Twain’s journey to Jerusalem started with a demand. “Send me $1,200 at once,” he telegraphed his editors at the Alta California, a San Francisco newspaper. “I want to go abroad.”
Amazingly, the editors did and Twain booked passage on The Quaker City, America’s first cruise ship. The other passengers were religious pilgrims and rich young men looking to acquire a little sophistication before settling down. Twain embedded himself in both groups and began sending back to the paper what would be more than 50 “dispatches.”
The five-month trip was a disappointment to Twain from the start. In Europe, he lamented the fatness of the priests and the scrawniness of the poor, marveled at the shabbiness of religious attractions like DaVinci’s “The Last Supper” and wondered at the dullness of the locals.
He found the religious pilgrims he traveled with — men and women from small town America who had never been abroad before — narrow-minded and hypocritical. They held nightly prayer meetings on board the ship but ignored the suffering they saw among the poor everywhere they went.
None of that changed when the travelers entered the Holy Land, the last stop on their 8,000 mile journey. The pilgrims cry crocodile tears at the supposed site of the crucifixion, they chisel off souvenirs from the walls of temples, they haggle with impoverished locals charging a few dollars for a boat ride on the Sea of Galilee, where Jesus is supposed to have walked on water.

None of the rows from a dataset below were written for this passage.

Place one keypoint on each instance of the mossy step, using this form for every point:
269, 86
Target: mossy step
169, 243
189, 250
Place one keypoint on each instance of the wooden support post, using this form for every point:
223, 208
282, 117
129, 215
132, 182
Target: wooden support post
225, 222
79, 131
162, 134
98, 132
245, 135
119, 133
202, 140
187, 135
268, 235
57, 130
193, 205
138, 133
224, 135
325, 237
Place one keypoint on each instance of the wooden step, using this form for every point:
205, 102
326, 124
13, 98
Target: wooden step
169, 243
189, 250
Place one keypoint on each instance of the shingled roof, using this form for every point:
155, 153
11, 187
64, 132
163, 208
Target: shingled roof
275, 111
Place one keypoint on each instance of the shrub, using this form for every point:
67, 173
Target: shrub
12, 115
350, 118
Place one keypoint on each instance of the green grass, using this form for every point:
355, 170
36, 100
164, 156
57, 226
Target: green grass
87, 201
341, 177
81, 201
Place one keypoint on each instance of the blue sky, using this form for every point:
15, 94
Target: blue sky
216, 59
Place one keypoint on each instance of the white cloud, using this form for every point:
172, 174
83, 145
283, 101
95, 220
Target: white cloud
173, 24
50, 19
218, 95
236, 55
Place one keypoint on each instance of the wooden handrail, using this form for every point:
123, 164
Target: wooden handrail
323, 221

“What fascinates Mark Twain most as he enters the Holy Land is not so much the Holy land itself, and its various relics and temples,” Ann M. Ryan, a Twain scholar, says in the film, “but the hugely artificial response of the pilgrims he is traveling with … He sees it as a desecration.”
Twain, a Presbyterian steeped in the bare bones approach of Calvinism, was also scandalized by the amount of decoration — crosses, candlesticks, mosaics, statues, etc. — found in Jerusalem.

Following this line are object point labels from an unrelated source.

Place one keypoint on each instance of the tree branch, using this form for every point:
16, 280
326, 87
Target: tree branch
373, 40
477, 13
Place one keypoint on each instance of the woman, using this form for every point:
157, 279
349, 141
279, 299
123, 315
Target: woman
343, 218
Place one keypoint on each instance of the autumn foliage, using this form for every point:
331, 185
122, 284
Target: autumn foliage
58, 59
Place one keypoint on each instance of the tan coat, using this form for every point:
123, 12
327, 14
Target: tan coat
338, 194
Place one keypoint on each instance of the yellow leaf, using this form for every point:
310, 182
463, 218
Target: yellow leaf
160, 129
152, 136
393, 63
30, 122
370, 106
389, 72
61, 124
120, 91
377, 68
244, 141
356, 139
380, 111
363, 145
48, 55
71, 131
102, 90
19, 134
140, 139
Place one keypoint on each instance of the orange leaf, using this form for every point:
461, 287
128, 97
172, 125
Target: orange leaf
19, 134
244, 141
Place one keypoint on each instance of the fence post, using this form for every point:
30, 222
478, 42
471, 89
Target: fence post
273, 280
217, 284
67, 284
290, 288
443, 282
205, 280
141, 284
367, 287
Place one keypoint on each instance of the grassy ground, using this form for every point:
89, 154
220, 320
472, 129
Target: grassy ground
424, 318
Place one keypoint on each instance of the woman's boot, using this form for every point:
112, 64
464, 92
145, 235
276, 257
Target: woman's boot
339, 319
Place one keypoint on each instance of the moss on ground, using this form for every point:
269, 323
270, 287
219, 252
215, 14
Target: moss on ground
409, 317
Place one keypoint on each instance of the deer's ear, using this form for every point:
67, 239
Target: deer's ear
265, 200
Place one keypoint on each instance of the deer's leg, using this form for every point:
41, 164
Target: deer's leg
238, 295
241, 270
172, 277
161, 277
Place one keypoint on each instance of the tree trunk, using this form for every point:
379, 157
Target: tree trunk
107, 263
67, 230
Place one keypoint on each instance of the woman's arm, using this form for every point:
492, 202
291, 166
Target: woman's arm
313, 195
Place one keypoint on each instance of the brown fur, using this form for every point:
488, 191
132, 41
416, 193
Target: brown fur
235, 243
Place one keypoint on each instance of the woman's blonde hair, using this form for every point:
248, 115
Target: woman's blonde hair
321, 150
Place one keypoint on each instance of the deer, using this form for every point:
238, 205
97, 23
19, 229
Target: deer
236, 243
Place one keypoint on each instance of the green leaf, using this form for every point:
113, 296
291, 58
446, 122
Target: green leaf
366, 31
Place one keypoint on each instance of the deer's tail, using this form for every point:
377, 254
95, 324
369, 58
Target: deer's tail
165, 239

“He sees it as a kind of theme park,” Powers says.
He is especially critical of the Holy Sepulchre, a fourth-century site that is supposed to contain the “tombs” of both Adam and Jesus.
“How touching it was, here in a land of strangers,” Twain wrote of Adam’s tomb, “thus to discover the grave of a blood relation. True a distant one, but still a relation.”
But Twain had at least one experience that seems to have genuinely affected him. The last stop in the Holy Sepulchre is the site where the crucifixion is supposed to have taken place.
“I could not believe the three holes in the top of the rock were the actual ones the crosses stood in,” he wrote. “But I felt satisfied that those crosses had stood so near the place now occupied by them that the few feet of possible difference were a matter of no consequence.”
Laura Skandera Trombley, former president of the Huntington Library, hones in on this moment. “The experience Twain has at the site of the crucifixion is really profound for him and meaningful,” she says. “He recognizes that this may have happened and gains some understanding into why religion is so powerful.”
Twain put all of his disdain and disappointment — leavened with a hearty dose of humor — into The Innocents Abroad. It was the most successful of his works during his lifetime.
Twain’s skepticism about religion lasted all of his life. He had a personal faith — he said he believed in God, attended church, and donated money for the construction of a church. But he skewered religious hypocrisy wherever he found it.
“Man is without any doubt the most interesting fool there is,” he wrote in Letters from the Earth, a commentary on Bible stories written in 1909, one year before his death.
“Also the most eccentric,” Twain added.
“He hasn’t a single written law, in his Bible or out of it, which has any but just one purpose and intention — to limit or defeat the law of God.”